I just want to highlight one small bit:
serviceAccount: annotations: iam.gke.io/gcp-service-account: ${SA}
This annotation for the Kubernetes service account used by Loki's components is what actually enables the link between this service account and the GCP service account for Workload Identity to work (Kubernetes to GCP side).
Next steps:
- Create the namespace:
kubectl create ns ${NS}
- Enable Workload Identity for the k8s service account
gcloud iam service-accounts add-iam-policy-binding --project ${PROJECT} ${SA} \ --role roles/iam.workloadIdentityUser \ --member "serviceAccount:$PROJECT.svc.id.goog[logging/loki]"
- Add the Grafana Helm repository:
helm repo add grafana https://grafana.github.io/helm-charts/ helm repo update
- Install Loki distributed:
helm upgrade --install loki grafana/loki-distributed \ -f /tmp/loki.yaml \ --set customParams.gcsBucket=${BUCKET_NAME} \ --version 0.67.1 \ --namespace ${NS}
- We also need to install Promtail, which is a DaemonSet that will send the logs from the nodes to Loki:
helm upgrade --install \ --namespace ${NS} \ --set "loki.serviceName=loki-query-frontend" \ --set "tolerations[0].operator=Exists,promtail.tolerations[0].effect=NoSchedule,promtail.tolerations[0].key=cloud.google.com/gke-spot" \ --set "config.clients[0].url=http://loki-gateway/loki/api/v1/push" \ promtail grafana/promtail
That's really it for a basic setup that stores Loki logs in a Google Cloud Storage bucket. Once all the pods are up and running, add a new Loki data source to Grafana with the URL http://loki-query-frontend.logging:3100 and confirm that the logs are coming through.

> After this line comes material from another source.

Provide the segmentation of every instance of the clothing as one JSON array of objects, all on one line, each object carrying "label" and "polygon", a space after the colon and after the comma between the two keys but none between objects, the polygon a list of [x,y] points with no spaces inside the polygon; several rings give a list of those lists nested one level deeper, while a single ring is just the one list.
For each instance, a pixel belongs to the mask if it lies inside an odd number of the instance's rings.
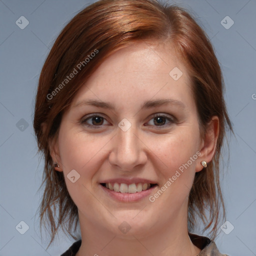
[{"label": "clothing", "polygon": [[[192,242],[202,250],[198,256],[228,256],[220,252],[215,242],[206,236],[188,234]],[[75,256],[81,246],[82,240],[74,242],[65,252],[60,256]]]}]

To confirm that the logs are being stored in the bucket wait for 10-15 minutes then run
gsutil ls gs://${BUCKET_NAME}/
You should see a json file as well as a couple of directories that store the log chunks and the index.
You can also wait for a while to collect some logs, then restart all the Loki components (you'll see a few deployments as well as a couple of StatefulSets and the Promtail DaemonSet) and confirm that you can still search the old logs, to confirm the data is retrieved from the bucket and not from local storage. In my case since it was the first time I set up Loki with a Google bucket I wanted to be 100% sure about this, so I basically tested by completely uninstalling Loki, and ensuring I could still search through old logs after reinstalling Loki again. It works nicely and so far I haven't seen any difference in query speed compared to persistent volumes. Perhaps this might change as the amount of logs grows, dunno yet.
If you already use Loki and have the same problem with persistent volumes that I had, or if you are looking to use Loki as a lightweight log collector in Kubernetes and also use GCP, then I hope this post was useful. Please let me know in the comments if you run into any issues.